And we have some new counties to add to the board, too.
The measles outbreak that began in the South Plains region of Texas rose to 422 cases and spread to two new counties on Tuesday, according to health officials.
The update from the Texas Department of State Health Services added 22 infections since the agency’s last update on Friday. The outbreak is mostly spreading in the South Plains region, but some cases have been reported in the Panhandle and northeast Texas.
The latest update also includes the first cases in Erath County, located southwest of Dallas, and Brown County, in west-central Texas.
The outbreak continues to be concentrated in children who have not received the measles, mumps and rubella vaccine, or whose vaccination status is unknown.

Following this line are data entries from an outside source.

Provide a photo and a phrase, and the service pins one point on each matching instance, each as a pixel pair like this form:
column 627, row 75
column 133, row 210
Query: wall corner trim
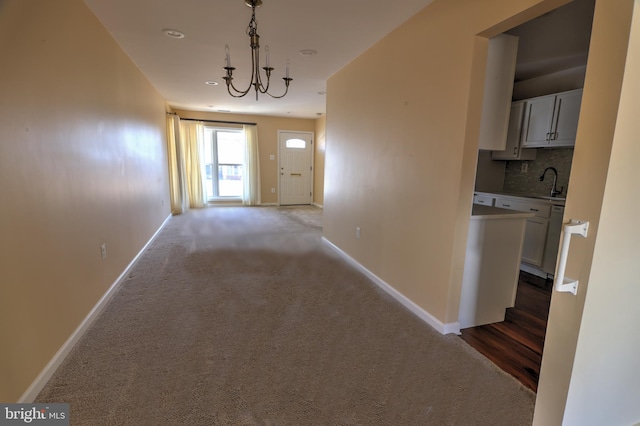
column 448, row 328
column 41, row 380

Forty-one people have been hospitalized in Texas and one unvaccinated child has died, the first measles death in the United States since 2015.
Health officials in New Mexico and Oklahoma have said cases in those states are also connected to the Texas outbreak.
New Mexico reported 48 cases on Tuesday, while Oklahoma reported 10. New Mexico has also reported one suspected measles death, an unvaccinated adult who tested positive for the virus after dying.
Health departments in the Houston area have reported a handful of measles cases in recent months, but none have been connected to the outbreak.
Fort Bend County officials confirmed Sunday that a woman tested positive for measles after traveling outside the U.S. The Houston Health Department has reported three measles cases in 2025, all in people who recently returned from international travel.
Texas has reported a total of six measles cases in 2025 that are not associated with the South Plains outbreak. They are not included in the total of 422.
I had been thinking about making a graph of the case numbers, to get a visual clue about the growth rate, but thanks to this Reuters story, now I don’t have to. It may look like a bit of deceleration from this period, but note that there was a similarly modest increase in last Tuesday’s report, and then you saw what happened for Friday. We’re going to need to see several slow periods before we can say that things have leveled out.
ABC13 has a little more on the Fort Bend case. As with the Houston ones, you hope that it doesn’t go beyond that. More worrisome is the cases popping up in Erath and Brown counties. Erath is an exurb of the Metroplex, home of Stephenville. Brown is farther southwest of Erath and not really close to any major metro; it’s closer to Abilene than to Fort Worth. But both are still many miles away from the epicenter in West Texas. How it got from there to those places, that’s the concern.
I didn’t see any news out of Kansas – they may just be reporting once a week, in which case we’ll know more on Friday. Not much else of interest this time so I’ll end here, with the reminder that the unvaccinated population also includes infants who are too young to get the shot and really need herd immunity to be protected, and that Vitamin A may be doing more harm than good, which shouldn’t be that big a surprise given the misinformation climate that has led to it being in the conversation at all. Stay safe out there, y’all. The DMN has more.